A healthcare organization’s infrastructure must be able to support any new system at scale. Conduct a thorough system performance evaluation, and if you are considering a hosted solution, take support levels and overall costs into account. At the same time, recognize that peripheral devices will continue to evolve, meaning new clinician end-user tools — such as the latest mobile computers or smartphones — will constantly be on the horizon.

What’s more, many decisions will be made throughout the life of the project. Establish early on very clear decision rights. Know which group makes what decisions and define the escalation path when issues can’t get resolved at lower levels of the project governance structure.

Your plan should also include a readiness assessment at 120, 90, 60 and 30 days prior to go-live. Ensure all teams report their progress and unresolved issues in detail and create a readiness scorecard. This will enable leadership to focus on the areas that are behind schedule and address issues to ensure an on-time, successful implementation.

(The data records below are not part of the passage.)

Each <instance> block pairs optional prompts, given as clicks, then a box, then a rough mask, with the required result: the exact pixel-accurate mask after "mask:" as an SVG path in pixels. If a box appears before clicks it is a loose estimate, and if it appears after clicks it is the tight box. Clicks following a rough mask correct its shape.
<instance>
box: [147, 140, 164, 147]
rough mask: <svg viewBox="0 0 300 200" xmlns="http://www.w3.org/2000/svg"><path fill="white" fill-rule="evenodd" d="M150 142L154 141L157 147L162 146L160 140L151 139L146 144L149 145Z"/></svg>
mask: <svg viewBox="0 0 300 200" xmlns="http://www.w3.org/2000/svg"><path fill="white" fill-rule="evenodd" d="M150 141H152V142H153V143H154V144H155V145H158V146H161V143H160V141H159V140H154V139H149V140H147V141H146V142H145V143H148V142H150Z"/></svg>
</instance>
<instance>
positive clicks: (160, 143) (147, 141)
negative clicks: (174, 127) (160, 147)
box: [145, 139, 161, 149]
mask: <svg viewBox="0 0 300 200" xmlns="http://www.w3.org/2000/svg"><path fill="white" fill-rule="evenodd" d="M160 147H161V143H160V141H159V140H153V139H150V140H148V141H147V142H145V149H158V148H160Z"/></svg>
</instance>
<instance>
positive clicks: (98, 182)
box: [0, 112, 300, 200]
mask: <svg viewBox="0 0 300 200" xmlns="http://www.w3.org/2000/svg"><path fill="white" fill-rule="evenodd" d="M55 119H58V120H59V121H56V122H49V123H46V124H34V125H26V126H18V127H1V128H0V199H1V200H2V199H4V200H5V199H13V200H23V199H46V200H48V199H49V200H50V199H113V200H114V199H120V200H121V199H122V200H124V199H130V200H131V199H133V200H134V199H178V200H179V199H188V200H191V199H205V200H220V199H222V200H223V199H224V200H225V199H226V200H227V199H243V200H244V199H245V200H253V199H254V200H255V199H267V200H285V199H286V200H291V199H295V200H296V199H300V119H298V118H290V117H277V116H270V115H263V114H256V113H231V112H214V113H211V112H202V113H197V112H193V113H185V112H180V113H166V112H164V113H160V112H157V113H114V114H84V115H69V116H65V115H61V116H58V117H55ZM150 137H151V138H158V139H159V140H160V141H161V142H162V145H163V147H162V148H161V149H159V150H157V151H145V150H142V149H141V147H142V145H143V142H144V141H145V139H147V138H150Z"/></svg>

Contingency planning is a critical part of any project plan, but this is especially true for an EHR implementation. Every major system deployment needs a back-out plan if something goes wrong, but you also must account for the operational impact. For instance, you can’t stop the flow of patients into the emergency room, but could you reduce your surgical or clinic schedules? Each organization must determine what works for it.

In addition, there are unrelated and unanticipated crises that you will have no control over, such as power outages, bad weather or a mass casualty incident. Include your organization’s emergency management team in your activation and contingency planning.


Make Sure All Staff Get Involved

Agreeing on how many hours of training each user needs and scheduling them is when everyone finally realizes the magnitude of the operational impact. Finding enough space and having enough trainers to conduct all training in a relatively short time frame close to go-live requires creativity. Leverage alternatives to classroom-based training when you can, but don’t try to roll out a new learning management system to manage scheduling and registration at the same time.

At go-live, it’s all hands on deck in the command center and throughout the organization. Everyone has their specific role, and it’s a 24/7 operation for the first few weeks. Leaders must be present and be sure to make the rounds — find out how things are going for frontline staff and thank them for their work.

Once the system is up and running, recognize that optimization will be ongoing. Don’t minimize requests. Listen carefully to users, and at the same time, manage expectations about how much will get done and when.

Multiple communications channels will be needed. Structured processes for receiving change requests and a formal prioritization process with agreed-upon criteria are essential. It’s important to optimize for unique workflows, but don’t get stuck there. Ask others how they leveraged the product. Reach out to your colleagues and learn from them. Many have gone before you.

When you’re ready, be sure to share your experience with others, and not just the successes, but the ugly stories too. Help others learn from what you did — and didn’t — do well.